Я слушал, холодный и неподвижный, и старался напоминать себе, что с Беллой все будет хорошо. Что я могу прямо сейчас встать и вернуться к ней. Что Элис видела, как ее глаза вновь откроются через каких-нибудь тридцать шесть часов. Через день, ночь и еще день.
Но все это казалось сейчас ни при чем. Потому что только я виноват во всем, что она вынесла.
Я засмотрелся в высокие окна в противоположной стене, наблюдая, как ночная чернота неба постепенно уступает место бледной серости.
А потом я сделал то, чего не делал уже сто лет.
Сжавшись в комок на полу, неподвижный в агонии, я… стал молиться.

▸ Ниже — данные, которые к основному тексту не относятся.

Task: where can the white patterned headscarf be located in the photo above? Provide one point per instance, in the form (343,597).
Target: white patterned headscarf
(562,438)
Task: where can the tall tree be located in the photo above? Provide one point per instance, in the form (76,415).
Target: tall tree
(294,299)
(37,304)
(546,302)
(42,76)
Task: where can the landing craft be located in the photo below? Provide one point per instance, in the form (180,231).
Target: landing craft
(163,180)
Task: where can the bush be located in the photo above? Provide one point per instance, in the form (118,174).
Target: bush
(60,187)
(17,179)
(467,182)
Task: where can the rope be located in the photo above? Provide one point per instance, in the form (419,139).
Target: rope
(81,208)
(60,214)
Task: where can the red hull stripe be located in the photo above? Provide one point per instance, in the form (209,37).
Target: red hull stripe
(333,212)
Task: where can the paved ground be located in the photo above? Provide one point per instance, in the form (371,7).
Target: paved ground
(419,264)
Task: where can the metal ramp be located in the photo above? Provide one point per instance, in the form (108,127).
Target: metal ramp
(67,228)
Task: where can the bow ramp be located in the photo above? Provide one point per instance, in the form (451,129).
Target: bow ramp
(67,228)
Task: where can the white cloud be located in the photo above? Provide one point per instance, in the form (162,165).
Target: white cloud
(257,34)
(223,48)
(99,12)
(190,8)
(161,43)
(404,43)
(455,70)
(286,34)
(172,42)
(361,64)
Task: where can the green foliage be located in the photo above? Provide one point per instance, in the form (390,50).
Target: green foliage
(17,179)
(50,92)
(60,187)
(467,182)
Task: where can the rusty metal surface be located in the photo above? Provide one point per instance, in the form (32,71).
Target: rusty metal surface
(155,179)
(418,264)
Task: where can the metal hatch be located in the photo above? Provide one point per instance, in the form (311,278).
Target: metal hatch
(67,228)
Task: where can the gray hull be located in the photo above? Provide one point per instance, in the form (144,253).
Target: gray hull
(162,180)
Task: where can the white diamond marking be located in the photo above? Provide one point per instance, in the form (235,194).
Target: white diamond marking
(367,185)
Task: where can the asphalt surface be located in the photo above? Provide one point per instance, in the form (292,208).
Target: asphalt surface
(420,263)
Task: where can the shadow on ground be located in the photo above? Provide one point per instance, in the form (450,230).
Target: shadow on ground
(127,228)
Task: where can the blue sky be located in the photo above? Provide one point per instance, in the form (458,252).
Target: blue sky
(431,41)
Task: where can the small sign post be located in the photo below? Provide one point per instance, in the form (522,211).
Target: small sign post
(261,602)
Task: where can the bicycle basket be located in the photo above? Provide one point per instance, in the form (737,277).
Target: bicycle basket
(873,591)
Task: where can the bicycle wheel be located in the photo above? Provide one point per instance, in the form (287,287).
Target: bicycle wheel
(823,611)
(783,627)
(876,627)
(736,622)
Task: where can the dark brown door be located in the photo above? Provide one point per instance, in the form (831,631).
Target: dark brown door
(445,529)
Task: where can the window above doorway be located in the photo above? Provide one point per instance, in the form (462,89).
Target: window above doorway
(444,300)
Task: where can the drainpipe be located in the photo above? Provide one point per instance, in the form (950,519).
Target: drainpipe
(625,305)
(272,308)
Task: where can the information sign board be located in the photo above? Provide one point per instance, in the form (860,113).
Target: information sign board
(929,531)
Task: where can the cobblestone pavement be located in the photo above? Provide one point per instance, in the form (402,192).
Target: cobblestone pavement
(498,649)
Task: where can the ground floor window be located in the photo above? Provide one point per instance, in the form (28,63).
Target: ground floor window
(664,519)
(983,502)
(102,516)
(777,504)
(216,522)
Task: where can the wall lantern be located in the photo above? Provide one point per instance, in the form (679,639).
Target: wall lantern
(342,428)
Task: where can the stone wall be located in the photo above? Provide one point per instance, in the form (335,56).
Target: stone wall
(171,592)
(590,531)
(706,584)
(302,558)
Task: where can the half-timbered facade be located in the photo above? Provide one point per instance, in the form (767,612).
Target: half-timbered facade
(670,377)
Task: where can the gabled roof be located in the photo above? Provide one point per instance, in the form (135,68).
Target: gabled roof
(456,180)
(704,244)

Я молился не своему Богу. Я всегда интуитивно понимал, что для таких, как я, нет божества. Бессмертным нет смысла иметь богов, мы сами вывели себя из-под любой божественной власти. Мы создали свою жизнь, и единственной силой, достаточной, чтобы отнять ее, была сила тех, кто подобен нам. Землетрясениям не сокрушить нас, потопам не утопить, огонь слишком медлителен, чтобы настигнуть нас. Про серу и разговора нет. Мы – боги в собственной альтернативной вселенной. В мире смертных и в то же время над ним, не в рабстве у законов этого мира, а лишь подчиняясь собственным.
Бога, которому я мог бы принадлежать, не существовало. Не к кому было возносить мольбы. Карлайл считал иначе, и, возможно – всего лишь возможно, – для таких, как он, делалось исключение. Но я не он. Я запятнан, как все мое племя.